由比ヶ浜は鞄から教科書を出してそのページを探す……

「………難しくてわかんない………」

「たしか図書室にわかりやすい絵本あったっしょ? 借りてくるわ」

三浦が図書室へ行った。しかし、由比ヶ浜のアホさがここまでとは……

 

 ……。

 …………。

 ………………。

 

三浦が絵本を借りてきて由比ヶ浜が読む。

「……えっと、魚の妖怪の肉を食べると不老不死になるって言われてて……人間にひどい目に遭わされてきた!? え!? でもヒッキー、それってデマなんだよね!?」

「そーだよ」

「ひどい! ひどすぎる! この人達悪魔!?」

「人間だよ」

「で、でもこれって大昔の話でしょ? ヒッキー自身には人間に恨みなんて……」

「あー、実は入学式で車に轢かれそうな犬を助けて交通事故にあってその犬の飼い主の人間が見舞いにすら来なかったことが俺の人間嫌いの決定打になったんだよ」

「……………」

何やら由比ヶ浜が青い顔になった……

「結衣ー、あーしもかまってちゃんであんたを色々引き留めちゃって悪いとは思ってっけどさ、タイミング逃したとか言うなら今はそのタイミングっしょ? 今、言わないとヒキオ、許してくれっかもわからんよ?」

「う、うん、そうだね……ヒッキー……あのね、本当はもっと早く言うべきなんだろうけどタイミング逃しちゃって言えなかったんだけど……その犬の飼い主……あたしなの……」

……………………はい?……………………

「ほ、ホントにごめんね……本当はちゃんとお見舞いに行こうとしたんだけど都合が合わなくて……ヒッキーの家には御菓子持っていったんだけど……行けなくて……グスンあ、あたしのせいでヒッキーは人間嫌いに……ううう……ごめんなさい……」

「え? いや、ちょっと待って。理解が追い付かないんだけど? えっとあの犬の飼い主が由比ヶ浜?」

「うん」

「で、家には菓子持って行ったのか?」

「うん」

「で俺への見舞いには都合が合わなくて来れなかったと」

「うん」

「一応言うとヒキオ。

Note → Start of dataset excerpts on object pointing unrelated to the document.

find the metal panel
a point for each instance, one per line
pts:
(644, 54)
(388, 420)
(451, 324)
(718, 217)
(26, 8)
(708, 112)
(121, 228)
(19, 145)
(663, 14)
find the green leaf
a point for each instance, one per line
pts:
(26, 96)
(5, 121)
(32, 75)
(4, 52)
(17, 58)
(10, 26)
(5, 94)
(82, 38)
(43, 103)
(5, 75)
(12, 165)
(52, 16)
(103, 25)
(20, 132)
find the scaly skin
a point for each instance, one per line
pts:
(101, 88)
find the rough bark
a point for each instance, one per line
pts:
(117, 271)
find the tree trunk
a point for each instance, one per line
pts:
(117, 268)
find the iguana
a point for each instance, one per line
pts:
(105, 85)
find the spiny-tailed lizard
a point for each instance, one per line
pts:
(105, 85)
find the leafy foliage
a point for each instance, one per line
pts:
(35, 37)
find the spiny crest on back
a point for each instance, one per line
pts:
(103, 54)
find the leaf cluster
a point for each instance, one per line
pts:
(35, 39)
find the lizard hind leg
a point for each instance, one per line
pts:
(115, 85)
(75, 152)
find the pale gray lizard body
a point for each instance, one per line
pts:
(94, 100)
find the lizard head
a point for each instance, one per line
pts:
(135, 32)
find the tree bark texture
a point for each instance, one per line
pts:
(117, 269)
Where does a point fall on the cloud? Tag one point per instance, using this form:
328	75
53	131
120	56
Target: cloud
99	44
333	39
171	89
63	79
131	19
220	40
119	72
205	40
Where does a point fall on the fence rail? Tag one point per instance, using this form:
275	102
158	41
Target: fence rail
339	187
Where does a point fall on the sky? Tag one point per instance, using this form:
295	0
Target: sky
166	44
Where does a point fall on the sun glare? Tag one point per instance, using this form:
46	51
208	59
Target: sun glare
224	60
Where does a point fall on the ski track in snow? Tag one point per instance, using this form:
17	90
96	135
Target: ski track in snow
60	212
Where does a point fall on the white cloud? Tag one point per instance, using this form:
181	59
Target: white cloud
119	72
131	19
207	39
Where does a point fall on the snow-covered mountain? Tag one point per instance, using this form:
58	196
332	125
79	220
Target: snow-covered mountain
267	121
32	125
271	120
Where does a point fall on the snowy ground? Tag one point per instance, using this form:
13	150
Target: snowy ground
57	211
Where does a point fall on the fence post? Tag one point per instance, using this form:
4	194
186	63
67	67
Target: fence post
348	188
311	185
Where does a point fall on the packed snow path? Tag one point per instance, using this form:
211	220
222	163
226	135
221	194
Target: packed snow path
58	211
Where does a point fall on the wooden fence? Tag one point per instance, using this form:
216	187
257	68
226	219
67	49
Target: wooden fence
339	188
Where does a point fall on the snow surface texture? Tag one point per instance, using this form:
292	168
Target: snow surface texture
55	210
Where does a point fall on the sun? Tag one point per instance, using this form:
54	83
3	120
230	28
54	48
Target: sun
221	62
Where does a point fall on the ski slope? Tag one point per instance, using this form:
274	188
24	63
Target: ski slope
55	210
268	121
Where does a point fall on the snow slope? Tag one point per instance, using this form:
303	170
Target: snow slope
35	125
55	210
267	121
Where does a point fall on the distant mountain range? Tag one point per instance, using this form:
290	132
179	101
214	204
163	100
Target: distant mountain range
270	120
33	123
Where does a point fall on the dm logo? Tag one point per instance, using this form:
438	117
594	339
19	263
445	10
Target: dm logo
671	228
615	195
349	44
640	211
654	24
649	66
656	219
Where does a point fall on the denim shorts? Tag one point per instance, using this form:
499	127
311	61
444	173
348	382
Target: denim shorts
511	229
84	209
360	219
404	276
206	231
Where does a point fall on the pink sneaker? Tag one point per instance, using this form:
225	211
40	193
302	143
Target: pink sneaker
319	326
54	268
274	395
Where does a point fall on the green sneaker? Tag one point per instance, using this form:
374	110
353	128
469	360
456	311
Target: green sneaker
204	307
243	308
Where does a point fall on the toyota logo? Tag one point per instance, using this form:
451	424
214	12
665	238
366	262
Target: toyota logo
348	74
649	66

結衣が見舞いにいけなかったのはあーしも悪いからね? あーしが毎日のように結衣の事連れ回しちゃったから……」

それはどうでもいいわ。

「そうか……つまりこないだのクッキー作りはその礼のためか」

「うん、ホントに今まで言えなくてごめんね。ただでさえ種族的に人間嫌いなのにさらに嫌いになるような思いさせて……」

「まぁいいよ。これでも飲んで泣き止め」

由比ヶ浜は俺が渡した飲み物を飲む。

「まあ、確かに俺は種族的にも個人的にも人間は嫌いだか、別に由比ヶ浜の犬の事故だけが原因ってわけじゃねーよ。昔から薬目的でよってきてウザかったり、からといって薬の臨床実験したら文句いったりとめんどくさいのが一番の原因だしな…………さっきお前に飲ませた物みたいにな」

「「「!?」」」

由比ヶ浜、雪ノ下、三浦は青を青くする……

「うっ!?」

「由比ヶ浜さん!?」「結衣!?」

由比ヶ浜が悶えて、雪ノ下と三浦は言う……

「……なんか気分が良くなった!」

「「えっ?」」

「そっかぁ、なんか変な味がすると思ったけど薬入ってたんだぁ、なんか力わいてきたよ。あっ、あたしこの絵本返してくるね!」

由比ヶ浜は元気に部室を飛び出した。

「……なるほど。人間はあれを飲んでも平気なわけか」

「おいこらっ!? なに結衣に毒盛ってんだし!?」

「毒じゃねーよ、疲労回復の薬だ。臨床実験してない試作品だがな」

「おまっ!? それって一歩間違えたら毒だったかもじゃん! なんつーもん飲ましてんだし!」

「仕方ねーだろ。俺はぼっちで臨床実験に付き合ってくれる奴なんていねーからこうやってナチュラルに入れて効果を見るしかねーんだよ。それに成功したからいいだろが。そもそも昔から人間に可愛がられてぬくぬく生きてきた猫に言われたかねーよ」

「んだとこの魚類が!? 次に結衣で臨床実験なんかしたら食うからね! リアルに!」

「比企谷君。さすがに今回のことは私も三浦さんに同意件よ。次に由比ヶ浜さんで変な薬の実験したら氷付けにするわよ」ヒョオオオオッ

室温が10度は下がった。

「へいへい、わかりましたよ。こんどからは臨床実験は別の人でしますよ」

「やめなさい」

そのあと、俺は二人に徹底的に叱られた。とりあえず臨床実験は今後控えよう。




次回は……まだ考えていません!
気を長くしてお待ちください。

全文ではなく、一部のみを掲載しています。